Abajo tampoco hay un adelante ni un atrás, todo se mueve en infinitas direcciones, los efectos se acumulan y el cuerpo se extiende más y más, hasta disolverse, lo que no quiere decir que desaparece. Y todo, absolutamente todo, puede sentirse: el agua y la tierra al encontrarse con el barro, los cambios de temperatura, el chipi-chipi, las lloviznas y los aguaceros, las gotas deslizándose en la superficie de las rocas, el musgo absorbiéndolas, los hongos y sus esporas, cada raíz en cada instante de cada brote y lo que dicen, cada rama que se dilata y cada pájaro que se posa en ellas; cada insecto, cada roedor y cada uno de sus pelos rozando la hierba, la baba del caracol tocándose con la tierra, los anillos de las lombrices expandiéndose, los pasos a la distancia, los caminos que llevan y traen gente por todas las razones, y sus razones y sus deseos, todo a coro en un inmenso enredo. Nudos en forma de hospedaje, espacio para el encuentro, insistencias que siempre provocan algo.

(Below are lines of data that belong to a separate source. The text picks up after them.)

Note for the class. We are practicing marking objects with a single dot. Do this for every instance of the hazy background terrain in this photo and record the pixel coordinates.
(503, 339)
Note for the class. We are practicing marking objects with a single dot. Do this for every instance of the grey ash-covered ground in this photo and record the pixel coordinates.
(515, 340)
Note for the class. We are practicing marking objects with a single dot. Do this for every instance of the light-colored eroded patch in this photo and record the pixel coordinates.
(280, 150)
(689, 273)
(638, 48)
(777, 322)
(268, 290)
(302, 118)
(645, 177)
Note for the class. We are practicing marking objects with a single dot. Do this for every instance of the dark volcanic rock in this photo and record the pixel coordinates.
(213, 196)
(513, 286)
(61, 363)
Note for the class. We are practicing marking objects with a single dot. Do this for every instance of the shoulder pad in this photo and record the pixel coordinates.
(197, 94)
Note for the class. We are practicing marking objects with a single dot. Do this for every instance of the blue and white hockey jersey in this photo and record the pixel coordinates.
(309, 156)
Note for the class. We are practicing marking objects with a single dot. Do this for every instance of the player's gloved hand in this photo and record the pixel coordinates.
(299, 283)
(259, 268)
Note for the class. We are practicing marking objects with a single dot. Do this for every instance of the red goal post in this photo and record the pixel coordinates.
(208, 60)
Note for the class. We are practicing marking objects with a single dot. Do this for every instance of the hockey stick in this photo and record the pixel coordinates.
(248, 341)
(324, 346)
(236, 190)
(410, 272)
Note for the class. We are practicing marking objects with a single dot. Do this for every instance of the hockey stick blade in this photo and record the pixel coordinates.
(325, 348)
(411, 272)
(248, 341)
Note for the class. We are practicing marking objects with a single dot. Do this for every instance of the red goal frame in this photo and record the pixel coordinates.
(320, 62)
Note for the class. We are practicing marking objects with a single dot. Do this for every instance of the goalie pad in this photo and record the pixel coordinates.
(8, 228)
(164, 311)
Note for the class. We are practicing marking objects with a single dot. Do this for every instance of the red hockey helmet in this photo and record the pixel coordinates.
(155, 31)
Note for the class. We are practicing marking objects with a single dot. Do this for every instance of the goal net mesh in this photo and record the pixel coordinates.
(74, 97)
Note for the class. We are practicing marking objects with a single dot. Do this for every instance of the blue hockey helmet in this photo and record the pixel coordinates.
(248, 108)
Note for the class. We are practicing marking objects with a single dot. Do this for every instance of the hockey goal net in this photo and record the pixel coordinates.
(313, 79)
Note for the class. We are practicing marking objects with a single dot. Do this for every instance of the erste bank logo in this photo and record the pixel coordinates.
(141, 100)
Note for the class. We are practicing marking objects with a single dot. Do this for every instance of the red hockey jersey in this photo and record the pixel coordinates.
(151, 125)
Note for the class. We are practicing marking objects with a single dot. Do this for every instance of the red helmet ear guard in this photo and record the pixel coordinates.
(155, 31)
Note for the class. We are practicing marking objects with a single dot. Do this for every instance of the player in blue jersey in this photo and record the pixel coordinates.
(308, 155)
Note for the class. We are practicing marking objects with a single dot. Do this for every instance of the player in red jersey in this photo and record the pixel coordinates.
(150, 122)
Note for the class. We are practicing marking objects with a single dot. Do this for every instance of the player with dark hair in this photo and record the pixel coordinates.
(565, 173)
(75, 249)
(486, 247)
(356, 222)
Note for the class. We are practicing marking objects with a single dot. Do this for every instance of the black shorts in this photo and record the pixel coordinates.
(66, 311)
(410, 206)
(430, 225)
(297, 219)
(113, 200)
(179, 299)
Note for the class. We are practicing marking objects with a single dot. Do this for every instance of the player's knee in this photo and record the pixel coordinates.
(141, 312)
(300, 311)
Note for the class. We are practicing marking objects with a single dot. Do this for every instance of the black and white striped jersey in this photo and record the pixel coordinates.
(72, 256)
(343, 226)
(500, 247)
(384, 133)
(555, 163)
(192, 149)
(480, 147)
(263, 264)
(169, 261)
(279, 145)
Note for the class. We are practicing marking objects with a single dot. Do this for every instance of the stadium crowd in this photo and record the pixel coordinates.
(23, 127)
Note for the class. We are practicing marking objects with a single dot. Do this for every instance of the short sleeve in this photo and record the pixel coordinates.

Al invadirme la gripe pensaron que no era más que un resfrío, resultado de mis juegos bajo la lluvia y alrededor de la laguna, por no quitarme las botas a tiempo y quedarme con los pies mojados. Así lo reclamaba mi madre, aunque parecía culparse más a ella misma. Pero esta vez los remedios de la abuela no tuvieron efecto. Me enterraron con el pik’bil de las ocasiones especiales y mis dos trenzas entrelazadas con listón. En la tristeza del abuelo, mis padres y hermanos no cabía entonces la posibilidad de reencontrarnos. Pasó poco tiempo para que nuestros cuerpos, acomodados en fila en el cementerio, se tejieran de maneras inesperadas, para que todo lo que sabíamos acerca del parentesco se transformara. Nos encontramos en un abrazo amplio y expansivo que siempre nos está haciendo presentes: espectros.